Eagle is, was, and was again, a time warp. Initially launched in the Fifties and spearheaded by the still iconic
Dan Dare, it was rested a year before I was born, and then was resurrected fresh-faced for my teens.
Dan Dare was back, alongside a host of new heroes and topical features, and recalling the title now it seems to me that if the original comic was a naive throwback to more innocent times, the comic of choice to the Baden Powell generation, then the revived title arrived just in time to try to recapture that same innocence. Britain was entering the Eighties, a decade that promised pride and prosperity after the fag end and bleak winters of the latter Seventies. The Queen's eldest son had married his future queen in Westminster, Manchester United - the 'red devils' were top of the FA Cup league, and the Falklands War alerted my maturing eyes and mind to the new generation of battlefield technology - Harrier jump jets,
Mig Foxbats, infra-red night vision goggles. This was the flavour of the new
Eagle, a mission statement of pop stars (
Suggs!
Easton! Stevens!), celebrity athletes (
Coe! Thompson!
Dando!), and the various comic guises of Lenny Henry. It was, to a fault, cheerily British, and I lapped it up as I did
Noel Edmonds' Late Late Breakfast Show.
The early revival was a bit of a misfire, though.

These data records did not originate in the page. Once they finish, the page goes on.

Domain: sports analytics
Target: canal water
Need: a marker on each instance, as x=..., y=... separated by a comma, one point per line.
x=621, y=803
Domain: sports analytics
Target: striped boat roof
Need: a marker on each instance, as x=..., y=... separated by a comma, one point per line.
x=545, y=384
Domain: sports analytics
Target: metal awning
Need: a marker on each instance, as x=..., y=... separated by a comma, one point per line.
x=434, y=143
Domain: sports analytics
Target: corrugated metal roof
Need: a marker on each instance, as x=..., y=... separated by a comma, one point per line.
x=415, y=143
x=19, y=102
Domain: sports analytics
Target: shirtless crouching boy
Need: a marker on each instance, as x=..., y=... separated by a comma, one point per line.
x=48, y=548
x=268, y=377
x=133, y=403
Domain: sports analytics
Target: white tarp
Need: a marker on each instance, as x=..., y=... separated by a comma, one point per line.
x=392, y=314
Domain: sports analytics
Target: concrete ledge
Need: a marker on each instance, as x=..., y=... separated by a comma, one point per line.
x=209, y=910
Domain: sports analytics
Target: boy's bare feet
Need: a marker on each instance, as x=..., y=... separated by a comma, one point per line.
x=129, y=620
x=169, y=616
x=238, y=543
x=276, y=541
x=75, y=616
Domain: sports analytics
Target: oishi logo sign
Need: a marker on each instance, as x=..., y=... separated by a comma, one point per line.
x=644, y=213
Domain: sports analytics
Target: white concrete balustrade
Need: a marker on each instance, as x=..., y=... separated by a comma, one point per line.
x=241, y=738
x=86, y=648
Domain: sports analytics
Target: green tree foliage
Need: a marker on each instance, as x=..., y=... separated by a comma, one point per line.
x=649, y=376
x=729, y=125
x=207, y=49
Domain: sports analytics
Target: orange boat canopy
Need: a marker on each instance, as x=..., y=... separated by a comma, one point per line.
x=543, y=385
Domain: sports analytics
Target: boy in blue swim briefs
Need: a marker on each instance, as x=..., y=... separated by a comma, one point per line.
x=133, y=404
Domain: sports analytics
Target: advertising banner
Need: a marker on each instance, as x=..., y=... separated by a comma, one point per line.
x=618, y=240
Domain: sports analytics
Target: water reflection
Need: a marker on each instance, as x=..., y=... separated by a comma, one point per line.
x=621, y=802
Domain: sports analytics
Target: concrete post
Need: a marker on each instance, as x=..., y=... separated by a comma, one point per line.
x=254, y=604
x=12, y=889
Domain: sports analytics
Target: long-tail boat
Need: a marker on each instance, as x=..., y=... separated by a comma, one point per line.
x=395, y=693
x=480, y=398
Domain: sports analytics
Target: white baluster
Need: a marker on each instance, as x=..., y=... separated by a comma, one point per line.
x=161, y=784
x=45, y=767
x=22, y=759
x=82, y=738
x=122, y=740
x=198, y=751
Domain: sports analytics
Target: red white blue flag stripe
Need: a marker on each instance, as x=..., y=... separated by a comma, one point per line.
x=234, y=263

Photostrips - the style usually adopted by girls' Romance comics, was a prevalent style, with drawn strips the poorer sibling, and this was the model for some time, with only
Dare in colour (and
drawn effectively in the Frank Hampson style by Gerry Emberton) but rubbing shoulders with darker and more intriguing illustrated fare -
Doomlord, The London
Mad Max-style
Tower King, and the
grand guignol of Jose Ortiz's artwork in
The House of Daemon. Years later I'd see why these stories appealed - while the
straightforward adventure of
Tower King was by Alan
Hebden, a then-
2000AD roster writer, the more tongue-in-cheek and
visceral Doomlord and
Daemon came from the minds of John Wagner and Alan Grant, creators of
2000AD's titanic
Judge Dredd and
Strontium Dog. Small surprise then that some twenty or so years later the illustrated
Doomlord would see an unauthorised fan reprint, as would Wagner's other serial from
Eagle's final years and mingling with ill-fated horror comic
Scream,
The Thirteenth Floor. All of which would be beyond me by those days, as I'd long since abandoned the earnest but ultimately juvenile
Eagle and properly discovered Wagner and Grant's superior stomping ground (along with would-be
Dare revivalist Pat Mills) in
2000AD. By 1989 I'd abandoned
2000AD, for a few years at least, and the
Eagle had crash-landed.
So far as I can tell the revamped Eagle isn't fondly recalled to this day, though the aforementioned strips do get the odd mention on the forums. I've always felt that the title suffered from an identity crisis - too young and establishment to be 2000AD, and not as polished to even equal sometime 'AD rival (and the true home of Strontium Dog) Starlord. And yet, it's where it all began, and perhaps its time will come again.